Two types of force gages are commonly available: digital and mechanical. Mechanical gages have a dial indicator with a second needle or a mechanism to capture peak loads. Basic digital gages have peak force detection, analog and digital outputs, and unit of measurement selection. Higher end digital force gages include all of the basic features and, in addition, may have a color display, include data storage, statistical calculations, interface to PC with software, Bluetooth technology, selectable sampling rates and allow user password protection. Small adaptors, such as the chisel, flat notch and hook point, are typical accessories that come with force gages.

Grips and Fixture Guidelines

Tension and compression fixtures and grips make up the majority of adaptors used in force testing. Users also have the choice of building custom fixtures that mount easily to the “T” Slot worktables that are available on most force testers. Below are examples of the most common grips and fixtures with guidelines to help users in the decision-making process.

Wedge Action Grips – Wedge action grips are spring loaded, self aligning, auto tightening grips. The clamping force increases as the load increases. These grips can be used with plastic, metals and rubber as long as the grip faces don’t create a break point in the sample.

Vise Action Grips – Vise action grips provide a flexible solution and make it easy to grip test specimens at an affordable price compared to wedge action grips. Vise action grips have a diverse jaw faces and sizes to choose from, allowing the testing of different sample widths. These grips could be considered the universal grip. 

Grip Face Selection – The key in choosing the proper grip face is to consider the surface area, hardness and shape of the sample to be tested. Then determine what type of grip face is needed to assure the best combination between the sample and the jaws, while minimizing slippage and rupture in the grip faces. Grip faces come in many shapes and forms such as plain faces, diamond pattern, wave faces, rubber faces, cross-cut faces, carrier faces and V-notched faces. These different face patterns are available in different sizes and depths. As an example, performing a tension test on thin film using grip faces with deep serrated pattern will most likely rupture in the jaw and fail the test. 
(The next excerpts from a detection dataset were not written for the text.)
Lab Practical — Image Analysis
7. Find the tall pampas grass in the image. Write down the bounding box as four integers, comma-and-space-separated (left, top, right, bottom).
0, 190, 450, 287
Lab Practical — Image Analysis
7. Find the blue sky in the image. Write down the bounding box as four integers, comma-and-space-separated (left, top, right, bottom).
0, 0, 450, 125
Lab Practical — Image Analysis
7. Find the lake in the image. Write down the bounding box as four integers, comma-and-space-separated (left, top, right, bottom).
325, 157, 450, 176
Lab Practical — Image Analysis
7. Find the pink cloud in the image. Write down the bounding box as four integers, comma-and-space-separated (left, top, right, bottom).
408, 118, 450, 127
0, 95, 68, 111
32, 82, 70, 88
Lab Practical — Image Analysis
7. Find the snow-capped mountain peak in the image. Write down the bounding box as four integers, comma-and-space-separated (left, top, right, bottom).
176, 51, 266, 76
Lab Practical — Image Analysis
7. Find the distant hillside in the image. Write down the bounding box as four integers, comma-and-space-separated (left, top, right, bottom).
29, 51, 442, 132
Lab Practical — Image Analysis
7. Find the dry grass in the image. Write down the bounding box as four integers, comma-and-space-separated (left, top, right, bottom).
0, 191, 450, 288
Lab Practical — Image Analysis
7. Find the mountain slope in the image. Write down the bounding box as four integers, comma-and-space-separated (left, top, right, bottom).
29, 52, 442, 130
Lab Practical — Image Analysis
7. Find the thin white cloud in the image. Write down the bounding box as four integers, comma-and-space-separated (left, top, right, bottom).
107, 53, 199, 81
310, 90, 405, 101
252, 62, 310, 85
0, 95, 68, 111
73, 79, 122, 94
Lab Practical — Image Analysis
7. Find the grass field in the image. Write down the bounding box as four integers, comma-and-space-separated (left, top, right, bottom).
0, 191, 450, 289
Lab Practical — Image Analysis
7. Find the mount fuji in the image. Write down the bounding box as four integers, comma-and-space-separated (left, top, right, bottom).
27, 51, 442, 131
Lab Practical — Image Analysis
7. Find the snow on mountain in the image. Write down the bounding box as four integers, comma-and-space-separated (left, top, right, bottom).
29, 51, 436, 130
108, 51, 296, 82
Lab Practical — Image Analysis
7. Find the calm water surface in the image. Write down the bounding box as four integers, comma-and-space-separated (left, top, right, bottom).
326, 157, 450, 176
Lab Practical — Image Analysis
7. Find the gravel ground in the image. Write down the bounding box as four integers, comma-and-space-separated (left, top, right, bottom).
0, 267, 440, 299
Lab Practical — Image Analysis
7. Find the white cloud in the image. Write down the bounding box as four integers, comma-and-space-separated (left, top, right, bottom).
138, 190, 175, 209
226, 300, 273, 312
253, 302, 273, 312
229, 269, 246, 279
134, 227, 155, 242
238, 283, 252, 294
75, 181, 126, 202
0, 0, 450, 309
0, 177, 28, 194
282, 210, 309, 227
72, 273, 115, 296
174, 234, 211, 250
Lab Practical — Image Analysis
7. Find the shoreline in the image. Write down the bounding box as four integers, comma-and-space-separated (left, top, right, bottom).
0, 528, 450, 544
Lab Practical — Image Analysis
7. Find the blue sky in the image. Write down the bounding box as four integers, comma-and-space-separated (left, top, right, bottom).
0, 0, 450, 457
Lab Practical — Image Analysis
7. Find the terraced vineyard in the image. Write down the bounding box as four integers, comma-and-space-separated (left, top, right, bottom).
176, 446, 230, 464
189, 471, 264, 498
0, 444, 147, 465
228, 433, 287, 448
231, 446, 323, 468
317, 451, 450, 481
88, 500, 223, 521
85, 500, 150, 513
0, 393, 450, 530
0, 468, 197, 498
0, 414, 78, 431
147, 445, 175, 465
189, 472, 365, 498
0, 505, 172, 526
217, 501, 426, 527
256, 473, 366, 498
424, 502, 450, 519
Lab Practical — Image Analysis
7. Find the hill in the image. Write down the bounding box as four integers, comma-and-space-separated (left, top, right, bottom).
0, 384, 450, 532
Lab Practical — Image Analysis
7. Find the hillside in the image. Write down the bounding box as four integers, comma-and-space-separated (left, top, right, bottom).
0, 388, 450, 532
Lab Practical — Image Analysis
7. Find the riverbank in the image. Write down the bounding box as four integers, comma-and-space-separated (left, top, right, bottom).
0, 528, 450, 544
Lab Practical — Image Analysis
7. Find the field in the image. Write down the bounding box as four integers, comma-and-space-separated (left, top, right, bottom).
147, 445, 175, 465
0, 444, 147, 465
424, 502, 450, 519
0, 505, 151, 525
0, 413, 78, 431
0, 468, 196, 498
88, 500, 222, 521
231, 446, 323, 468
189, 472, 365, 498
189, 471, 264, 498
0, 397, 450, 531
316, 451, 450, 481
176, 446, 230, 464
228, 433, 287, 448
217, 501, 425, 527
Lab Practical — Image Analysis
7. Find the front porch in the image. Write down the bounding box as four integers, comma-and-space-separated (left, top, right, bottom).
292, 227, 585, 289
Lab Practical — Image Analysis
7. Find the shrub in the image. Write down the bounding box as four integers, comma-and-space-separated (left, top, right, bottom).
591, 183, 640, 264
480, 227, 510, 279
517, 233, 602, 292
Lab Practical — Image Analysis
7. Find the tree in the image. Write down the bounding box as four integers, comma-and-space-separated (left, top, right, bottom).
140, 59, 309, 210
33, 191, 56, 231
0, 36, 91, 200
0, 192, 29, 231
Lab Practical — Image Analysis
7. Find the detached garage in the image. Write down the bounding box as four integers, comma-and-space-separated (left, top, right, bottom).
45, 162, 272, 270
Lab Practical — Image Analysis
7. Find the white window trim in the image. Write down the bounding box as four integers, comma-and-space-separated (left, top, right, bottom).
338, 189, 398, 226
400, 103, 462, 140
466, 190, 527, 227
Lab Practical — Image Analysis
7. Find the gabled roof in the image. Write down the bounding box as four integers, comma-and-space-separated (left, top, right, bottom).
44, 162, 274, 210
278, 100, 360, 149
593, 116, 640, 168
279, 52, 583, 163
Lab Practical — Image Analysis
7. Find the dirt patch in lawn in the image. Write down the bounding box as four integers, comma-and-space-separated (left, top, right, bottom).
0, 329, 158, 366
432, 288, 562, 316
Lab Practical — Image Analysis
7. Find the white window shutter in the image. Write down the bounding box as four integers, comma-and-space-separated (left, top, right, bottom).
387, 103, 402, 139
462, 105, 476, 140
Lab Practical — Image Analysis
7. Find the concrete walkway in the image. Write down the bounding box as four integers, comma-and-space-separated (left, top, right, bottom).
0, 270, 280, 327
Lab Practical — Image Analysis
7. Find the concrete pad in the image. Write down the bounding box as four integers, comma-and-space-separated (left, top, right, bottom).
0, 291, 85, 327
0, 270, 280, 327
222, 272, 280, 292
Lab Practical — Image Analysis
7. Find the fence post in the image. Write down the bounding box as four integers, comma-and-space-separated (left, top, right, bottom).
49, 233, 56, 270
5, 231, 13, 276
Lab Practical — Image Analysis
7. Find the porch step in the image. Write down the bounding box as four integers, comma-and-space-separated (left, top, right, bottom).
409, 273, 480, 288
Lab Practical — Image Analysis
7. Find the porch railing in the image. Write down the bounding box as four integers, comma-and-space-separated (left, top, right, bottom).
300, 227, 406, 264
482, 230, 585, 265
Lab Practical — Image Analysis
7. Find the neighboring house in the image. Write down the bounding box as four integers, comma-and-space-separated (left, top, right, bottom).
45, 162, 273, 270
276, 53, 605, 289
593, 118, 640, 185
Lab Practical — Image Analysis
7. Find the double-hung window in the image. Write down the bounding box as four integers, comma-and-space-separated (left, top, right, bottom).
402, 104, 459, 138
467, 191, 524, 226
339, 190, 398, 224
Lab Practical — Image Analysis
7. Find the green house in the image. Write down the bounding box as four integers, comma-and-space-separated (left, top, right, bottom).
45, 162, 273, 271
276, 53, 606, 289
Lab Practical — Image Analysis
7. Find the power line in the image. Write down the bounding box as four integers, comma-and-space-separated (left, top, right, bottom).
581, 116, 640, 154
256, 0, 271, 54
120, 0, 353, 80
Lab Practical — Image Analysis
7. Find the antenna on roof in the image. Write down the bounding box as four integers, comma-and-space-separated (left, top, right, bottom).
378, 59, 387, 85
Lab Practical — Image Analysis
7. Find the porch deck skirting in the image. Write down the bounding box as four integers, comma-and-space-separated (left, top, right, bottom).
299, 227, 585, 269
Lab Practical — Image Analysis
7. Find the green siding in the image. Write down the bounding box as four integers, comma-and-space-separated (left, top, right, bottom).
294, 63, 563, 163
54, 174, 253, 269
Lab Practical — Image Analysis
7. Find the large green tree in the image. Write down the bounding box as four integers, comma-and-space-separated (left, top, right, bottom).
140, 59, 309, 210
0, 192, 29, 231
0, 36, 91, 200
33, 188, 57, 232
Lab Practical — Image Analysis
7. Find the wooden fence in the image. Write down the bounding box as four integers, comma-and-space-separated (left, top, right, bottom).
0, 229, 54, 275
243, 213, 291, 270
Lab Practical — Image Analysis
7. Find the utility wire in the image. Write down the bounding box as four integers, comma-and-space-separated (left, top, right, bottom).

Compression Plates and Adaptors – Compression plates and adaptors come in many shapes and forms and are used in many applications. They are available in different diameters, thicknesses and lengths for use in puncture testing.

When deciding on a single-column tester, several key questions need to be answered. 

  • What is the maximum force applied during the test and what consideration does that have on possible future testing? Will a single-column tester have the force capacity for future testing needs?
  • What accuracy is required from both the force and displacement measurements?
  • Is speed an important parameter, and if so, what speed? If speed is not important a manual tester with a gage may suffice.
  • Is the goal to have a long-term relationship with the supplier/distributor and is a different model tester from the same manufacturer a consideration?
  • How many years has the supplier been in business and can the supplier provide solutions for future applications?
  • What types of grips are needed?
  • Can the supplier perform repair and calibration services?


Single-column force testers are a cost-effective solution for the testing of low-force force products with force ranges up to 500 / 1,000Lbf. With the many different models and types of single-column testers available, there is likely a version to fit practically every budget. Their compact footprint allows single-column tester to be placed on a bench or tabletop in a lab with minimum encumbrance. The nearly unlimited choice of test fixtures and grips makes the single-column tester an ideal choice for a wide range of low-force tests requirements. And, with the diversity and versatility of today’s single- column force testers, the choice of manufacturer and supplier is a key consideration, especially in terms of sales, service and support as well as future testing requirements.